Solver Selection And Schur-Based Methods¶

In classical control software, Schur- or QZ-based methods are standard. In Contrax, the issue is not mathematical legitimacy. The issue is the execution story:

CPU-only decomposition paths are a bad fit for the intended JAX/GPU story
a solver path that is numerically fine in forward mode may be a poor fit for differentiation
unrolling an iterative solver in the backward pass is the wrong memory story

That is why Contrax cares about both the forward algorithm and the backward contract.

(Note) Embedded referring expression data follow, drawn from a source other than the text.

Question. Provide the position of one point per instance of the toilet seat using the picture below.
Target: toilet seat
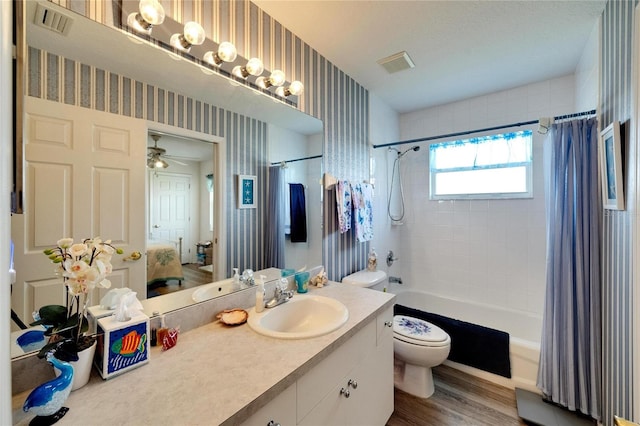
(419, 332)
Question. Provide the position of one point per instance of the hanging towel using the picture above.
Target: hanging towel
(343, 202)
(298, 213)
(287, 203)
(362, 196)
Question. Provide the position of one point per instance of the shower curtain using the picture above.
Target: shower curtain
(274, 250)
(569, 373)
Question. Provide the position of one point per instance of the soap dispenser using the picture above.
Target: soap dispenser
(260, 294)
(236, 278)
(372, 260)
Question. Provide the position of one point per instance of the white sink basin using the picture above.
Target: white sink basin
(303, 316)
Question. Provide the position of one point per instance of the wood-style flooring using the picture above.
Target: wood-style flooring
(459, 400)
(193, 277)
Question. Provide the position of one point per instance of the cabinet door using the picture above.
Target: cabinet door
(281, 410)
(371, 401)
(323, 378)
(333, 409)
(384, 325)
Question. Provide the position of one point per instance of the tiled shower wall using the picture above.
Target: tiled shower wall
(489, 252)
(330, 95)
(620, 339)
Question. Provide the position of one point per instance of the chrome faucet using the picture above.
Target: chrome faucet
(247, 278)
(281, 294)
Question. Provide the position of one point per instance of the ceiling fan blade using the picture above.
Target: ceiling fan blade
(174, 161)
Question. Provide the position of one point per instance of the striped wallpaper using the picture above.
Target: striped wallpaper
(59, 79)
(619, 265)
(330, 95)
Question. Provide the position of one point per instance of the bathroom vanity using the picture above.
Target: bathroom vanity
(233, 375)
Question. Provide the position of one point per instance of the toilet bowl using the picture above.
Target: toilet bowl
(418, 345)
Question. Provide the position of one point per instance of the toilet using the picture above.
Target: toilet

Failure Modes And Diagnostics¶

The first signs of trouble on unfamiliar systems are usually:

large Riccati residuals
non-stabilizing closed-loop poles
failure to isolate the required stable Hamiltonian subspace
poor agreement with reference solvers on representative systems
unstable or non-finite gradients through small design objectives

How to Validate a Riccati Solve¶

On unfamiliar systems, the minimum useful checks are:

Riccati residual size
closed-loop stability
agreement with Octave or SciPy on representative reference systems
finite gradients through small objectives involving Q, R, A, or B

For the public discrete path, also treat benchmark coverage as part of solver maturity rather than as a separate research exercise.

JAX Behavior¶

Both Riccati solvers are written to stay inside the JAX execution model:

dare() uses a JAX-native structured-doubling forward solve plus a custom VJP
care() uses a JAX-native Hamiltonian eigendecomposition plus an implicit custom VJP

That makes both paths suitable for compiled controller-design objectives, with the usual caveat that conditioning and benchmark coverage still matter.